INCATools / ontology-development-kit

Bootstrap an OBO Library ontology
http://incatools.github.io/ontology-development-kit/
BSD 3-Clause "New" or "Revised" License
219 stars 54 forks source link

Goals that download: Check for MD5 hashes first #840

Open joeflack4 opened 1 year ago

joeflack4 commented 1 year ago

Overview

Some make goals involve downloading the latest releases of artefacts at some stable URL. However, oftentimes when the goal is run, there has not been a change to the release artefact and the goal downloads it anyway. This results in slower build times.

One solution: Add a way to set/get file hashes (e.g. MD5). Before downloading, check the local hash against the hash at the remote. If they are the same, skip the download.

Implementation

  1. Artefact publishing parties would need to store the hash somewhere easily accessible. The best way is probably at a URL with a pattern like this: [NORMAL_ARTEFACT_URL].md5 For example https://github.com/monarch-initiative/omim/releases/latest/omim.ttl.md5
  2. Create a ShellScript or Python file (or simply insert/update the code block at the beginning of the make goal) that takes the normal artefact url and the path to the local copy of the file as params, constructs the MD5 URL, gets the md5, also checks the md5 of the local file (if the file exists), compares them, and returns a boolean (say, TRUE if the hashes match).
  3. If the hashes match, skip the download.
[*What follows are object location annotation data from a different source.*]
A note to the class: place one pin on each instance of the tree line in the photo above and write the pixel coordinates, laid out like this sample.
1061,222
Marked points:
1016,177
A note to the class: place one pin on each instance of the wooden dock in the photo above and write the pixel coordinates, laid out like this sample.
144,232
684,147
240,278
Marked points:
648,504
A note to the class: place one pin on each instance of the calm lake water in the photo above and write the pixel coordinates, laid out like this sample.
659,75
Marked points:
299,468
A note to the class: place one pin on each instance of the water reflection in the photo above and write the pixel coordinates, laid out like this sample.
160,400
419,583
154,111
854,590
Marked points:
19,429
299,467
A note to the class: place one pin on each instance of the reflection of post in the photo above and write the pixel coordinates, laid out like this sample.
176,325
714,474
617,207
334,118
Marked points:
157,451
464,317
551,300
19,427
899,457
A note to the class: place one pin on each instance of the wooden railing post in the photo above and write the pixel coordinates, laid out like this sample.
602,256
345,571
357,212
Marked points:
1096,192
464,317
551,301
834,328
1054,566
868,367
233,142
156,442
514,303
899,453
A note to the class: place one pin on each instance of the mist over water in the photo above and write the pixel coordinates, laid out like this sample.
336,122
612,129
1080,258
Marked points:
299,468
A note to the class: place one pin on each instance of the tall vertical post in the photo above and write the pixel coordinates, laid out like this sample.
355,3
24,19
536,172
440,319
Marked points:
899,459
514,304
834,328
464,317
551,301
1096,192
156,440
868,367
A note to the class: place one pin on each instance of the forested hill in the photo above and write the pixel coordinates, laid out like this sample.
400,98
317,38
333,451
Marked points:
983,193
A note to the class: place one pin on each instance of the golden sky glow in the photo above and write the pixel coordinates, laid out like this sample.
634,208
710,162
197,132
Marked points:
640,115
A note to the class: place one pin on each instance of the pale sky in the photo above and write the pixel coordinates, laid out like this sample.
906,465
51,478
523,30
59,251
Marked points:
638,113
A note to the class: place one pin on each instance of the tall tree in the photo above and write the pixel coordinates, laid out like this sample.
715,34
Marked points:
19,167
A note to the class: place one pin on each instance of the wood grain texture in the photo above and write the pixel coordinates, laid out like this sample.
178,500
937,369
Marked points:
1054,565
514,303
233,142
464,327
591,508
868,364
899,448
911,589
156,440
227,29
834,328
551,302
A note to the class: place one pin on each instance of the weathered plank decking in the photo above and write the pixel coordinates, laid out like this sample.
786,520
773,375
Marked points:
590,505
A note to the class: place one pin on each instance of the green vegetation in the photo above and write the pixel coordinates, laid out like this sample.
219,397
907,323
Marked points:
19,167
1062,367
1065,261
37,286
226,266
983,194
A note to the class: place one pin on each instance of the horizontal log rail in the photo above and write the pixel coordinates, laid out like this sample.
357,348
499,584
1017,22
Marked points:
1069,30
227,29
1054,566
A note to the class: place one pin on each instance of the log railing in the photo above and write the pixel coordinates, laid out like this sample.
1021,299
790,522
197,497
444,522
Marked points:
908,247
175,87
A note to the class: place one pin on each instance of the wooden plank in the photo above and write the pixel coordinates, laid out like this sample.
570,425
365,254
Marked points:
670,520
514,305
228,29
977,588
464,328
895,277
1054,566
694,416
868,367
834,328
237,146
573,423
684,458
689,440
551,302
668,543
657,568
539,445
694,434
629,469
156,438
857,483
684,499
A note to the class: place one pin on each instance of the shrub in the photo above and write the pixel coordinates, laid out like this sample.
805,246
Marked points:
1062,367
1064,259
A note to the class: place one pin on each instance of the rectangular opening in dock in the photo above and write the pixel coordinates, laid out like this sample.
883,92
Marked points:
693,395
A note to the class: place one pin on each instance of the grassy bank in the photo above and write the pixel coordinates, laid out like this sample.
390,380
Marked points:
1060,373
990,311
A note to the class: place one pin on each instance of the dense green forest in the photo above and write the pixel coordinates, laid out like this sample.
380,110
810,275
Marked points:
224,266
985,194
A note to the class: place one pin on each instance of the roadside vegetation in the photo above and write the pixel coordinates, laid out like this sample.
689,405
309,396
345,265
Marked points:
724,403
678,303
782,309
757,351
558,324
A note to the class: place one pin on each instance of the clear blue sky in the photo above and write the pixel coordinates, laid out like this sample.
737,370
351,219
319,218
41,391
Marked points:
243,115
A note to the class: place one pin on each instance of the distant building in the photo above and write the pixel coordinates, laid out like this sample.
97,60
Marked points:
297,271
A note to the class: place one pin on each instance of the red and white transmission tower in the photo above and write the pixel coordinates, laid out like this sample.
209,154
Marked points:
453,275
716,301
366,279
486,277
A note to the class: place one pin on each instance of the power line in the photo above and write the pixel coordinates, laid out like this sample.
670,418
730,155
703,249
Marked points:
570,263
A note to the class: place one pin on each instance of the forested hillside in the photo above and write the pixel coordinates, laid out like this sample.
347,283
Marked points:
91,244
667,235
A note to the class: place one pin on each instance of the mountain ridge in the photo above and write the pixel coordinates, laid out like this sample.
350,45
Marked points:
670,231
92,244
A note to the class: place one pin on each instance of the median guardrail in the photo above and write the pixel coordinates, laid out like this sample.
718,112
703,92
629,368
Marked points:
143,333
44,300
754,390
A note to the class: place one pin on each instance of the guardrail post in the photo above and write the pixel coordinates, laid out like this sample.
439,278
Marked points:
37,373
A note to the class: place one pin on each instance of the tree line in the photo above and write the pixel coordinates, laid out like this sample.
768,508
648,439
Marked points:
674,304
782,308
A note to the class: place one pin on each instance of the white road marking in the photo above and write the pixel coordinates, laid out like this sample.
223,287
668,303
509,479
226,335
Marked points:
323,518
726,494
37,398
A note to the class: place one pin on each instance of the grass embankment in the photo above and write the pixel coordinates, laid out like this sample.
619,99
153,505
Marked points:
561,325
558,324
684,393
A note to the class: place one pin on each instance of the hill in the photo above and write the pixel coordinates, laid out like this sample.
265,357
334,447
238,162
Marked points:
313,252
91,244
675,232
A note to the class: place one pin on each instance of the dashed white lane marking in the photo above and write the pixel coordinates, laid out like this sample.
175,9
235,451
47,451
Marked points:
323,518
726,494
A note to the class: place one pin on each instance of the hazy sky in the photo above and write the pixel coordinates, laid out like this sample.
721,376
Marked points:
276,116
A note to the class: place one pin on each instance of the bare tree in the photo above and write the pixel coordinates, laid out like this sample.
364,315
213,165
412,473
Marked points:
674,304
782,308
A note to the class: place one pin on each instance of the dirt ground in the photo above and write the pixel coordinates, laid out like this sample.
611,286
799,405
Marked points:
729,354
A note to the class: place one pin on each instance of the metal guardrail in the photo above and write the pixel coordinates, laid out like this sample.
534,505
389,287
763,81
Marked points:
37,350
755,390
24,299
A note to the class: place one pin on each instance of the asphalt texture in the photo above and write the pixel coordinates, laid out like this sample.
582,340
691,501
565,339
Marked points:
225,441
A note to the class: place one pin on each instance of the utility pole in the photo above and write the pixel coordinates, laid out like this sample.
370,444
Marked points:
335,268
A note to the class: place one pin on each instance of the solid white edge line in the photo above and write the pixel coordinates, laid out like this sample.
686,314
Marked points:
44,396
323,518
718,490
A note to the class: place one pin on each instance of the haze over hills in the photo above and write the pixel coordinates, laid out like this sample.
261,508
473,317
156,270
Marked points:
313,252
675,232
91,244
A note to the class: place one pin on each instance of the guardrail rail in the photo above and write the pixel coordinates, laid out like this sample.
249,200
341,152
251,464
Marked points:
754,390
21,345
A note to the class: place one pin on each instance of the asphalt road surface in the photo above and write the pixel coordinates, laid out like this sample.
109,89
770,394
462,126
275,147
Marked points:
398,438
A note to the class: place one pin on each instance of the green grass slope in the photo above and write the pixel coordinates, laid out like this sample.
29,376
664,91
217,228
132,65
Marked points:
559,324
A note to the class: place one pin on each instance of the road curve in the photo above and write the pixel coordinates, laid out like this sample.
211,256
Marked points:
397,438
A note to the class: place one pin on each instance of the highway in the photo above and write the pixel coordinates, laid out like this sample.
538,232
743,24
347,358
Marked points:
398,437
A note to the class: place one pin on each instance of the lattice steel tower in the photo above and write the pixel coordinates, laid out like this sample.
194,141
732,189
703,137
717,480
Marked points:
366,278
If for some reason it's impossible for the artefact publishing party to store the hash at a URL with the pattern described above, perhaps they could store it somewhere else (ideally another file at a URL with no contents other than the hash) instead, and we could have some kind of registry for those URLs.

gouttegd commented 1 year ago

The prepare_release goal in the ODK should also take care of computing the hashes for the release products, otherwise I fear that nobody is ever going to take the time to make the .md5 files “manually“.

If for some reason it's impossible for the artefact publishing party to store the hash at a URL with the pattern described above, perhaps they could store it somewhere else (ideally another file at a URL with no contents other than the hash) instead, and we could have some kind of registry for those URLs.

Very reluctant to do that. We are already dependent on one centralised system (purl.obolibrary.org) to distribute the ontologies themselves, let’s not add another one just to distribute the hashes.

If the “publishing party” can host somewhere artefacts that are easily in the range of dozens if not hundreds of MB, surely they can host hash files. If they can’t, too bad, but let’s just download the artefacts systematically then.